While the disciples were in a garden, Jesus pulled down a vine which had many branches loaded with fruit and said: “I am the Vine and you are the branches.” In this metaphor the fruit does not grow on the vine. The fruit grows out on the branches because they are properly aligned with the Vine.
The branches can bear no fruit without the Vine and the Vine can bear no fruit without the branches. If the Vine, Jesus, wants to see fruit produced, He must pass His life-giving power through the branches, the apostles and now us.
By this inspired metaphor, Jesus was actually teaching two propositions: “Without Me, you can do nothing” and “Without you, I will do nothing.”
It is the plan of God to use the power of God in the people of God to accomplish the purposes of God according to the plan of God. Jesus is a Vine looking for branches.
Are you one of His branches?
Dick Woodward, 31 July 2012
July 27, 2018
“… I being in the way the Lord led me…” (Genesis 24:27 KJV)
When we discover the context of these words of Scripture we realize they are teaching us a principle of how God often works in the lives of God’s people. It is easier to steer a moving vehicle than one that is stationary. God can sometimes steer us more easily when we are moving. That’s why we often will find that one step frequently leads to the next step when we have faith to be led by the Holy Spirit.

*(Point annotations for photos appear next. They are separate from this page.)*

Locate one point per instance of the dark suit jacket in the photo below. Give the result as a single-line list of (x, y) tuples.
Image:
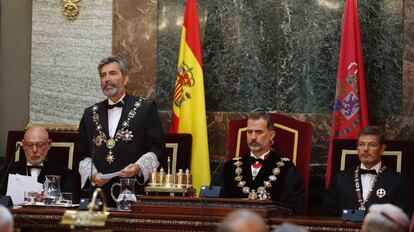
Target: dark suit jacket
[(148, 136), (67, 183), (288, 189), (341, 192)]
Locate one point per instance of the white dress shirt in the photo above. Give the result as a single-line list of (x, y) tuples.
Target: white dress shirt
[(367, 179)]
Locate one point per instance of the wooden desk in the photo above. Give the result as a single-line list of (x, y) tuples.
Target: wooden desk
[(168, 216)]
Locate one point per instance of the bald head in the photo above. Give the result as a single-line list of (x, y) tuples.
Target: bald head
[(6, 220), (385, 218), (36, 144), (242, 221)]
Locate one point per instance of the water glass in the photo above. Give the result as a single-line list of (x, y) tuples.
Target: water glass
[(66, 199), (30, 198)]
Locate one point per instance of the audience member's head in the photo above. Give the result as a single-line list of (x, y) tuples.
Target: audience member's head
[(385, 218), (36, 144), (242, 221), (288, 227), (6, 220)]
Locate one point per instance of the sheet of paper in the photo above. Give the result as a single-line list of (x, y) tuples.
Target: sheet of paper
[(108, 175), (19, 184)]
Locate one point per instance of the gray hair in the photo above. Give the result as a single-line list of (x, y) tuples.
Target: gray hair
[(123, 65), (288, 227), (245, 218), (386, 218)]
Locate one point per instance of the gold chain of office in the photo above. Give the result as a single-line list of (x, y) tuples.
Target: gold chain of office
[(261, 190), (123, 133)]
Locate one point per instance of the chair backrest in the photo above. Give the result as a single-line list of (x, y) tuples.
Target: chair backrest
[(399, 155), (293, 140)]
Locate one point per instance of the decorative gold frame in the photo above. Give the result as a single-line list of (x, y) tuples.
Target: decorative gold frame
[(280, 126), (346, 152)]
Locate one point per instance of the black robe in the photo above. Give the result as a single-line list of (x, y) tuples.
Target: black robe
[(148, 136), (341, 193), (67, 183), (288, 190)]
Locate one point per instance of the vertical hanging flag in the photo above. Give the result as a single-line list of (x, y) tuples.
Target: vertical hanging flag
[(350, 113), (189, 110)]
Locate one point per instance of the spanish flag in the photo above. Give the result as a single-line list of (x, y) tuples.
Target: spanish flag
[(189, 110)]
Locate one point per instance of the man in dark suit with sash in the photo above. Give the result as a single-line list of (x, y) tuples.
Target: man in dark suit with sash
[(121, 134), (369, 183), (263, 173), (36, 145)]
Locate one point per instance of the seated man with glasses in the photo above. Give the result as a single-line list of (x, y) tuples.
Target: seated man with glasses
[(36, 145), (369, 183)]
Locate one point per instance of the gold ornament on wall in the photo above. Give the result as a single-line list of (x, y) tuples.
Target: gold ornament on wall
[(70, 9)]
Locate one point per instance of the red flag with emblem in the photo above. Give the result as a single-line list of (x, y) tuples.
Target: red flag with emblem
[(350, 113)]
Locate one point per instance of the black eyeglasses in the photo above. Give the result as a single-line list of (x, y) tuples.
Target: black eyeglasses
[(39, 145), (370, 145)]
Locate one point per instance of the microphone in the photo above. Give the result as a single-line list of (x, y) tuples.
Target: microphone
[(218, 169), (92, 158), (213, 190), (6, 200)]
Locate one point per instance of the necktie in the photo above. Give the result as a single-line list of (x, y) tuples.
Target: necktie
[(365, 171), (119, 104)]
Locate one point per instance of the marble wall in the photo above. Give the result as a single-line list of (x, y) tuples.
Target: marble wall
[(65, 54), (282, 55), (278, 55)]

The words above were spoken by Abraham’s servant who was commissioned by Abraham to travel to the land of his people to find a wife for his son Isaac. As Abraham’s servant journals the events of his search he writes that while he was in the way the Lord led him he encountered the family of Rebekah. When he met her he knew that his search had ended.
Committed followers of Christ were commissioned two thousand years ago to go to all nations and make disciples for Jesus Christ. A journey of a thousand miles begins with the first step. Like the servant of Abraham, as we embark on the adventure of obeying our great commission, we should expect that each step will lead to the next step.
We don’t always have to know where the road leads as long as we know it is the right road. While we are in the way our Lord has commissioned us to go we must have the faith to take that first step and then, one step at a time, expect our Lord to show us His will about the next step.